The deal brings together two of CoW Swap’s most effective strategies. Copium had carved out a niche with efficient usage of RFQ (request-for-quote) and market maker liquidity, while Barter specialized in maximizing flow through AMMs. According to CEO Nikita Ovchinnik, the combination provides the missing piece for Barter to push beyond 50% market share on CoW Swap

“Copium built its edge around efficient usage of RFQ and market maker liquidity, while Barter specialized in routing more flow through AMMs than anyone else,” Ovchinnik told Blockworks. With Ethereum’s Pectra upgrade and the rise of gas-optimized AMMs like Euler Swap, Fluid, and Ekubo, RFQ share has been declining — but Barter believes those capabilities are key to consolidating leadership.

From a user’s standpoint, CoW Swap’s mechanism selects the best price available for each order, so head-to-head comparisons between solvers are less meaningful: If a solver doesn’t win, it’s because another produced a better quote at that moment, a spokesperson told Blockworks.

Barter has already executed over $18 billion in total volume, averaging roughly $900 million weekly.
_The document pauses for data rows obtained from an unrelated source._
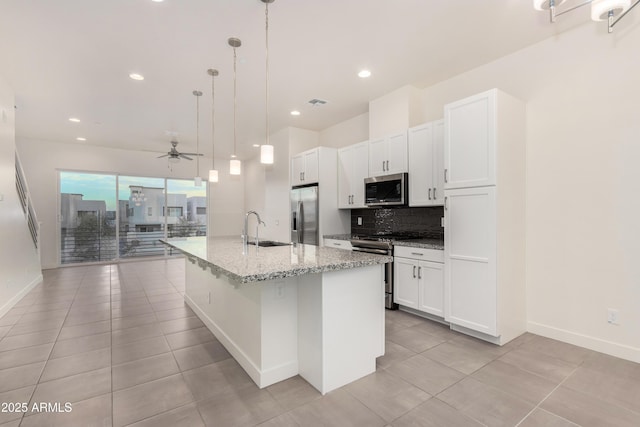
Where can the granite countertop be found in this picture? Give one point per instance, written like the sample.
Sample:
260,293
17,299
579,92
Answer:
415,243
224,255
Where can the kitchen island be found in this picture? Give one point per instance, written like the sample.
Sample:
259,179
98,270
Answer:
287,310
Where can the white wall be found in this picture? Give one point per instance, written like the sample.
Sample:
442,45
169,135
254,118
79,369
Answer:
43,159
19,262
346,133
583,180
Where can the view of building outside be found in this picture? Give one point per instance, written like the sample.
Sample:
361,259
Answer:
106,217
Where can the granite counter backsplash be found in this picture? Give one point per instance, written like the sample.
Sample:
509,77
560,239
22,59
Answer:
424,220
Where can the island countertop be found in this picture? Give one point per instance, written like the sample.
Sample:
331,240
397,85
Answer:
224,255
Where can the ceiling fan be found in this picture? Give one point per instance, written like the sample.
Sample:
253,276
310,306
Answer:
174,155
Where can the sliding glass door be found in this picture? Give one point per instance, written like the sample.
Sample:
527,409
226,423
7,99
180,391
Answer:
87,217
108,217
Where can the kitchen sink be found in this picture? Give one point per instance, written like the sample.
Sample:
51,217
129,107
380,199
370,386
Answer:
268,243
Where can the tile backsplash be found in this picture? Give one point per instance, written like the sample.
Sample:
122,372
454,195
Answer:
426,221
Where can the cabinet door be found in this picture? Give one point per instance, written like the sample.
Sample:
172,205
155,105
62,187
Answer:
360,172
377,157
437,157
470,258
405,283
345,171
310,174
469,141
431,298
297,170
420,141
397,153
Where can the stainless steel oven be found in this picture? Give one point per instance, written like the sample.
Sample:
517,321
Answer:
383,247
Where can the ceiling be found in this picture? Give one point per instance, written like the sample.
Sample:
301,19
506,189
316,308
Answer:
72,58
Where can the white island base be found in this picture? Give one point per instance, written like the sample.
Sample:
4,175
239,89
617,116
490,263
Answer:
328,327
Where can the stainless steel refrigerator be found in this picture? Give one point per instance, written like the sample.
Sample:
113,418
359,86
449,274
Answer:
304,215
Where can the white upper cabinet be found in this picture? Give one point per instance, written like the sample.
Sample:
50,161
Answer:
470,139
304,168
353,168
388,155
426,163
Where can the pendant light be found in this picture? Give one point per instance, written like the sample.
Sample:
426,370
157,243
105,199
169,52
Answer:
197,180
611,11
213,173
235,166
266,150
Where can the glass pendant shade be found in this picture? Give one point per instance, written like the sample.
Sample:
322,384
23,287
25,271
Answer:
600,8
235,167
266,154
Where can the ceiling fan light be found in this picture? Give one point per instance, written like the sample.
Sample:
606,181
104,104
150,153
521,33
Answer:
600,8
235,167
544,4
266,154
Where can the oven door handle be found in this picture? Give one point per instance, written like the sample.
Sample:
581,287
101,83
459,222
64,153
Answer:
371,250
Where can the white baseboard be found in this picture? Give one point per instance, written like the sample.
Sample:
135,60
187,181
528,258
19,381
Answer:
603,346
13,301
261,378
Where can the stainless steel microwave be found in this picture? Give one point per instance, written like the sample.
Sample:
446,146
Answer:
388,190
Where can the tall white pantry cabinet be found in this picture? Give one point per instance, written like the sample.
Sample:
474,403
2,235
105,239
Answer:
484,155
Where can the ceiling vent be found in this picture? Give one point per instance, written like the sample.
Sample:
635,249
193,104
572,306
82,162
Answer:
317,102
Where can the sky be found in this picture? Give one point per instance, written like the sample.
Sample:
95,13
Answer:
103,187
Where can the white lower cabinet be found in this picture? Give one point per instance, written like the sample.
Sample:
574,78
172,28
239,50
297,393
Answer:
419,279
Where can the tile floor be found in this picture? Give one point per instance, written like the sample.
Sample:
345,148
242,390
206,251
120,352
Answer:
118,343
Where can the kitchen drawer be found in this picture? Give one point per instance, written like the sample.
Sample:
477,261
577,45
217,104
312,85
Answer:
434,255
338,244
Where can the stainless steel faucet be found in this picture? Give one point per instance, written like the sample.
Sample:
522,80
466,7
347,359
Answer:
245,233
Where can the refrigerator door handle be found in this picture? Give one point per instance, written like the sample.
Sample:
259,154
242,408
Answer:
301,222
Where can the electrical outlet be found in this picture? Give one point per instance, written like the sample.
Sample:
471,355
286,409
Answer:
613,316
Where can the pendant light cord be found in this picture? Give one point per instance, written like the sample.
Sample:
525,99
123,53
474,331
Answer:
235,78
213,123
197,135
266,15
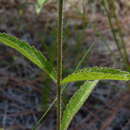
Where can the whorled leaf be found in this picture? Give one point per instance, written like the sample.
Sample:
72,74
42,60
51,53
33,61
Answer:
76,102
97,73
29,52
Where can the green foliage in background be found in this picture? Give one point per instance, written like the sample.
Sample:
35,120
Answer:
78,99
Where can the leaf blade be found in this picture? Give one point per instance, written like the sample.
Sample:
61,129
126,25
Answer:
97,73
76,102
29,52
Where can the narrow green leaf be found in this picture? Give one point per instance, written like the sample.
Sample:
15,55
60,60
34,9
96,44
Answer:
29,52
76,102
97,73
39,5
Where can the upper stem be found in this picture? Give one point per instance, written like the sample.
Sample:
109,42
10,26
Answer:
59,61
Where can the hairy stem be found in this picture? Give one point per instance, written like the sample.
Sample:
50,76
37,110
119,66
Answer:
59,61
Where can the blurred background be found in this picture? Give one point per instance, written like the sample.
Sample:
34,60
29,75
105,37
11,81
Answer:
94,31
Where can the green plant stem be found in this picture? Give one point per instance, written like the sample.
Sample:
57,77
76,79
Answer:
59,60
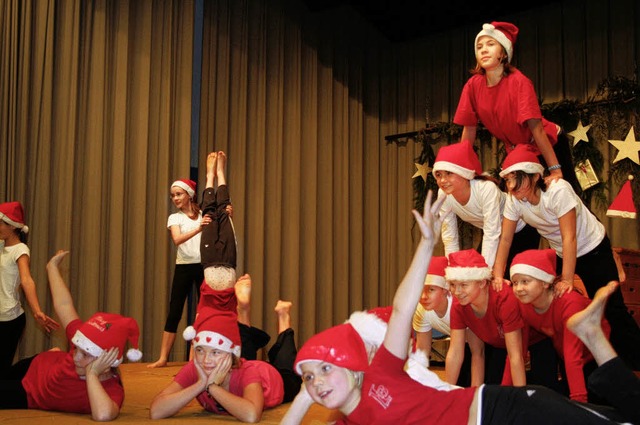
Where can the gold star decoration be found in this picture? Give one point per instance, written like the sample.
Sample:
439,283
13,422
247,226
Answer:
580,133
627,148
422,171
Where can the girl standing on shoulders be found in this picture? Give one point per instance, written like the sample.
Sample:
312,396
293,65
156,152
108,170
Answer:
504,100
185,227
337,375
475,199
15,273
573,232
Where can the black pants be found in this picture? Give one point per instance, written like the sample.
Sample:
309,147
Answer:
185,277
10,332
218,239
252,340
527,238
563,154
539,405
596,269
12,393
282,355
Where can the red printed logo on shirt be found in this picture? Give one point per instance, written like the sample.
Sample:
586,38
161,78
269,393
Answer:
381,395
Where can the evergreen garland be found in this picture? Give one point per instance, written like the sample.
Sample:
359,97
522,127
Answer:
611,111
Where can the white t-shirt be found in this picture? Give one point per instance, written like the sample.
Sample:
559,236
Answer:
10,307
556,201
425,320
188,251
483,210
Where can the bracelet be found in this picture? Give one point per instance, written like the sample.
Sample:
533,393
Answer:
208,392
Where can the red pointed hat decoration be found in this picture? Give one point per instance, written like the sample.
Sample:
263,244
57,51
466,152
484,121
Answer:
623,205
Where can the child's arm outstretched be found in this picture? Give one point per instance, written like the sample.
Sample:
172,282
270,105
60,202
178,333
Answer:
29,289
62,299
408,293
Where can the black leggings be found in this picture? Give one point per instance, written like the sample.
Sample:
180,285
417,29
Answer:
12,393
218,240
11,331
282,355
539,405
185,277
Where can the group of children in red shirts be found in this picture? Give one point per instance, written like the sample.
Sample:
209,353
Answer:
361,367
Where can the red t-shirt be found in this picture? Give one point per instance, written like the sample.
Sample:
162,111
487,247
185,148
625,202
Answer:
51,383
250,371
552,323
503,109
502,316
390,396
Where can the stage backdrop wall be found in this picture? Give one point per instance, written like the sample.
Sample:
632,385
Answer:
95,110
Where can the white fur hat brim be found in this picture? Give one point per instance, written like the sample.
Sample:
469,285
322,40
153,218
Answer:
370,327
527,167
467,273
491,31
532,271
435,280
453,168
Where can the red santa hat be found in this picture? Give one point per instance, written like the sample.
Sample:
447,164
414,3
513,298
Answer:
215,328
458,158
106,330
537,263
371,325
504,33
435,273
188,186
522,158
467,265
339,345
13,214
623,205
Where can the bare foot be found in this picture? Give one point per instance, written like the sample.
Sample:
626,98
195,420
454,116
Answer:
587,325
586,320
212,160
221,168
57,258
243,295
282,309
243,291
159,363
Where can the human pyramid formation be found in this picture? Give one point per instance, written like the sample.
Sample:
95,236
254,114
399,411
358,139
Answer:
506,303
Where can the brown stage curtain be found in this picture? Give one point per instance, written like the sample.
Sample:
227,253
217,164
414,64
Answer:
95,112
301,102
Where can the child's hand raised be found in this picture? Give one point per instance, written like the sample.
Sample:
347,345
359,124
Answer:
430,221
103,362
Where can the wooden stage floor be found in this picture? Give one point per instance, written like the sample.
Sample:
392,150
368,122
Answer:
141,385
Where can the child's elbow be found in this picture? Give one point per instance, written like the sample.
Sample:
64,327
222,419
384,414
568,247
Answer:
252,417
105,416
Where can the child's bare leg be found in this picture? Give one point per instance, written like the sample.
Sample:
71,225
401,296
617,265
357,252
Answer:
587,325
284,318
221,168
211,168
243,294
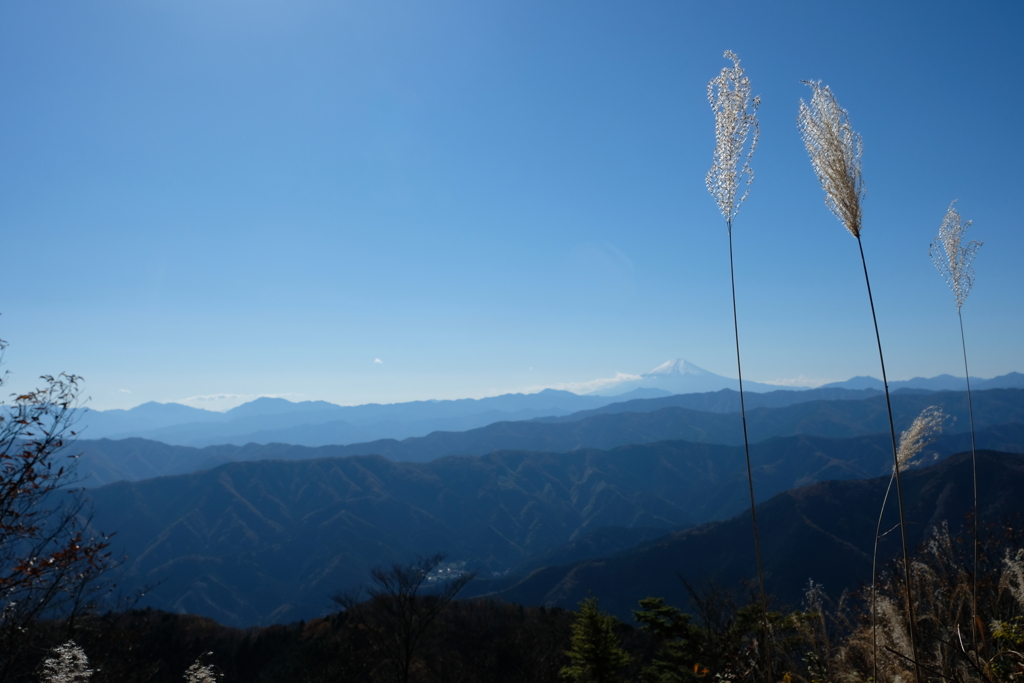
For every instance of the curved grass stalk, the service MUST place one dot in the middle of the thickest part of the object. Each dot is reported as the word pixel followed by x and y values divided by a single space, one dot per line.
pixel 735 139
pixel 953 262
pixel 836 155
The integration of Copium’s code will roll out gradually, with internal audits and canary releases before full production deployment. The first strategies to hit production will target new-token onboarding and RFQ upgrades, aimed at improving execution for large trades and fresh assets.
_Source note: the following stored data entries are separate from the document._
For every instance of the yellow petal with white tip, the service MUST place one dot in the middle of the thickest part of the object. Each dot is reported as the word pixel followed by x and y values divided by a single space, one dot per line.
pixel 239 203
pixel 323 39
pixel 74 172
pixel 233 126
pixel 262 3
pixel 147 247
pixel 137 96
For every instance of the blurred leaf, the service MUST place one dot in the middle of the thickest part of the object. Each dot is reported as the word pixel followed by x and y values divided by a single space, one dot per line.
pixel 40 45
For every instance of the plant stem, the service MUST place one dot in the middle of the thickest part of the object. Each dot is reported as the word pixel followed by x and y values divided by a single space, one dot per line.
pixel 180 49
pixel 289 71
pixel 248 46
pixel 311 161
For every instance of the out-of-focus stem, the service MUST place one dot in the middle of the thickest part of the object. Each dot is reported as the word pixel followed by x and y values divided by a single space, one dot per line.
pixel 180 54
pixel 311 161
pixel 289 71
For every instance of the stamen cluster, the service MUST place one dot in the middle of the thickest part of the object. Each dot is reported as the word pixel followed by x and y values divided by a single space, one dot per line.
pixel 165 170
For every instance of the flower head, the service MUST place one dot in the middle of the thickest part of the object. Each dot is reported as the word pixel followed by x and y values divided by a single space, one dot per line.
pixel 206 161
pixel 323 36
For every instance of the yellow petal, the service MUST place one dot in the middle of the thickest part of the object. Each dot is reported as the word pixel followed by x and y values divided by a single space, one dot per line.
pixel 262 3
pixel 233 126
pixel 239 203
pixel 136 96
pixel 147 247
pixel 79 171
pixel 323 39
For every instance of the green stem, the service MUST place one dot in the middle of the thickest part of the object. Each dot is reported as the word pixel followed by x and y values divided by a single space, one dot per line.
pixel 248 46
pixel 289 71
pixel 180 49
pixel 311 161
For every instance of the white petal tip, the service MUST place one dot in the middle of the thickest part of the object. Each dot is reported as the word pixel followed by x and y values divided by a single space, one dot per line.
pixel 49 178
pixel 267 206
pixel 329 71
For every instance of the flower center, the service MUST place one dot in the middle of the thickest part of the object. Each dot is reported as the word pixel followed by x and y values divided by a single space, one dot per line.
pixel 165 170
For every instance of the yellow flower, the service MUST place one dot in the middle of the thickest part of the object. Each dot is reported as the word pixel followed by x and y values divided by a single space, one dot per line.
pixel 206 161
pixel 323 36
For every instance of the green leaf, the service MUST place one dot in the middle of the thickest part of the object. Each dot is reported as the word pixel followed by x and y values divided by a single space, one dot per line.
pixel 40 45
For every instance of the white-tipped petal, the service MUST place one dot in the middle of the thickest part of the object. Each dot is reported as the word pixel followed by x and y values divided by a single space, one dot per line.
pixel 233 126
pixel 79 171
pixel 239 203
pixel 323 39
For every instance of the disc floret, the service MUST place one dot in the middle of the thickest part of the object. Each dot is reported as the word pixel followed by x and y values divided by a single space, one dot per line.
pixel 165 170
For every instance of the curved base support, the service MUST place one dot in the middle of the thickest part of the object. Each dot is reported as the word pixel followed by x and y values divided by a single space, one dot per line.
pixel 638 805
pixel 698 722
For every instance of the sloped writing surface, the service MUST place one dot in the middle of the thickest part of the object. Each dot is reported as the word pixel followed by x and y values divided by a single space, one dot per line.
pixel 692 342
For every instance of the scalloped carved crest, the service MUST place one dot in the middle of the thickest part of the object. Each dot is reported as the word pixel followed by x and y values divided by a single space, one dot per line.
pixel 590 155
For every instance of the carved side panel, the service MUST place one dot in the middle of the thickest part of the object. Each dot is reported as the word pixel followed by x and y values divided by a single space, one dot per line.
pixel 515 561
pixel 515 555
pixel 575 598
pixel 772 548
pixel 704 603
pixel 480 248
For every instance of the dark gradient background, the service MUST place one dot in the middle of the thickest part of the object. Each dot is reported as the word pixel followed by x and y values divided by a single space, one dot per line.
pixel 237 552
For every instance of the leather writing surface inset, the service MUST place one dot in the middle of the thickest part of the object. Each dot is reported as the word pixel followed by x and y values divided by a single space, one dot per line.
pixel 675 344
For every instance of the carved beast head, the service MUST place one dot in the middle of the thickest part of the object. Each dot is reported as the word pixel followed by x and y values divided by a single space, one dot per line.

The acquisition comes as the solver market itself is maturing, according to Mounir Benchemled, founder of Velora (formerly Paraswap). “In ’23 or late ’22 where the first real solvers started to emerge, I think Barter was one of the first and [then came] Wintermute and others,” Benchemled told Blockworks. That evolution coincided with the rise of solver auctions. “Building auctions and innovating the auction structure, becomes the new standard for intent-based products,” he said.
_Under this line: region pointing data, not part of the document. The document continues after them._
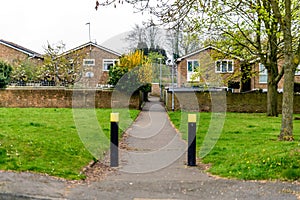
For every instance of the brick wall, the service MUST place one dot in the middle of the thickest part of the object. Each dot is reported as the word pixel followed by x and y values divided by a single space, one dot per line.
pixel 64 98
pixel 235 102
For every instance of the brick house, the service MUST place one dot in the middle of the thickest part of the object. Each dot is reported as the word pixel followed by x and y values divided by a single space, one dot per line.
pixel 217 66
pixel 96 62
pixel 12 53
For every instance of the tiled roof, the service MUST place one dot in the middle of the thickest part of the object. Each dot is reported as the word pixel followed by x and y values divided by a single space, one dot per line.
pixel 21 48
pixel 95 45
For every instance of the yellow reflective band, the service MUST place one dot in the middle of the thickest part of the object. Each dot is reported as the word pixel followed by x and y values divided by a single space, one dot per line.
pixel 114 117
pixel 192 118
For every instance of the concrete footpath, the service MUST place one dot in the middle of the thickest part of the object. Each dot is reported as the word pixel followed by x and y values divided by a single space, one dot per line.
pixel 152 166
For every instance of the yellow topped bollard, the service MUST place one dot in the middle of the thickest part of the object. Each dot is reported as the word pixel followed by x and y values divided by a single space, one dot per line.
pixel 114 140
pixel 114 117
pixel 192 119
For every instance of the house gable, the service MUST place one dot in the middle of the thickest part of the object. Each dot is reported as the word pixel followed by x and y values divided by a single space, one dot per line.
pixel 96 59
pixel 207 59
pixel 10 52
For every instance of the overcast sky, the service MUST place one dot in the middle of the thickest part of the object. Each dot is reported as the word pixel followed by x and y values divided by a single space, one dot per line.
pixel 33 23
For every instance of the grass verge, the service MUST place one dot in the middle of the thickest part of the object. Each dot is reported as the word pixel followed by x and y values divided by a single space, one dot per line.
pixel 247 147
pixel 45 140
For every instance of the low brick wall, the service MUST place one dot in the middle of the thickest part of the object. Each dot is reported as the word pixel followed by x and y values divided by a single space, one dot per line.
pixel 64 98
pixel 235 102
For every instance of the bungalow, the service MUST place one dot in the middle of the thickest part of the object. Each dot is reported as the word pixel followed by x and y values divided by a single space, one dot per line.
pixel 11 53
pixel 96 61
pixel 212 67
pixel 208 66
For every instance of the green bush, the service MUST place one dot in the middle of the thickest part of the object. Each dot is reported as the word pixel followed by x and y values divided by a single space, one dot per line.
pixel 5 71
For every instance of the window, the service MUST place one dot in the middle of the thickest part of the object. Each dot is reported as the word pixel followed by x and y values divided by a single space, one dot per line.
pixel 192 66
pixel 108 63
pixel 224 66
pixel 263 74
pixel 88 62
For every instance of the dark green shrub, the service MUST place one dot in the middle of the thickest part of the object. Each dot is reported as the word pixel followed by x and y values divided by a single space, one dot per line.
pixel 5 71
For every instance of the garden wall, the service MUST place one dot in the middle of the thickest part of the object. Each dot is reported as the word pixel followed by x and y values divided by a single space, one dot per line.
pixel 64 98
pixel 235 102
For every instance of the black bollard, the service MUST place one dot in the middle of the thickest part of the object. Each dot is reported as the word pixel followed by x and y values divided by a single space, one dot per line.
pixel 114 140
pixel 192 118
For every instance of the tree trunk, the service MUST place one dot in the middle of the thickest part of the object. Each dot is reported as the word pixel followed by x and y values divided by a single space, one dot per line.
pixel 272 99
pixel 286 132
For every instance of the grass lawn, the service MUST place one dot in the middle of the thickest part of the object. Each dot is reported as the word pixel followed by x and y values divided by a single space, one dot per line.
pixel 247 147
pixel 45 140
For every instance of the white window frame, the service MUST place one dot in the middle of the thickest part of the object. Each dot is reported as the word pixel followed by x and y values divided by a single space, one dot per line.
pixel 111 61
pixel 263 74
pixel 224 70
pixel 88 62
pixel 190 73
While auctions broaden competition, some centralization concerns persist. “The selection of winners still happens in a centralized fashion…A user will send their sign order to the protocol server — which is a centralized AWS server in general — we create an option and select the winner,” Benchemled explained. 

CoW Swap takes a pragmatic stance: RFQ owners set their own access rules, and from the protocol’s perspective the key criterion is whether users get better prices. CoW cares most about outcomes at the point of execution. The “Solver Info” Dune dashboard provides transparency into the distribution of active solvers.

Barter at 28.2% | Source: Dune / cowprotocol

In May, CoW DAO approved moving from batch auctions to “fair combinatorial auctions” to improve fairness and throughput and to address centralization risks (e.g., single-winner limitations and reliance on Ethereum Best Bid and Offer).

Ovchinnik counters that different teams still win across different order profiles. “Some teams excel at niche pairs, some win with best routes, others utilize their private liquidity to provide better prices,” he said. He added that CoW Swap’s evolving auction parameters and incentives ensure no single solver can rest on its laurels. 

More broadly, the CoW team says it is not its role to dictate how the market should consolidate or diversify; the solver set is open to any team that follows the rules, and performance from there is up to each participant.

Barter says it will measure success in the next three to six months by expanding its presence on meta-aggregators and intent-based venues beyond CoW Swap, including UniswapX and 1inch Fusion. A user-impact update highlighting surplus metrics will be published on its social channels.

“This isn’t just about merging codebases — it’s about shaping the execution layer of Ethereum,” Ovchinnik said. Traders may never interact with solvers directly, but their algorithms are increasingly what determines the price users receive.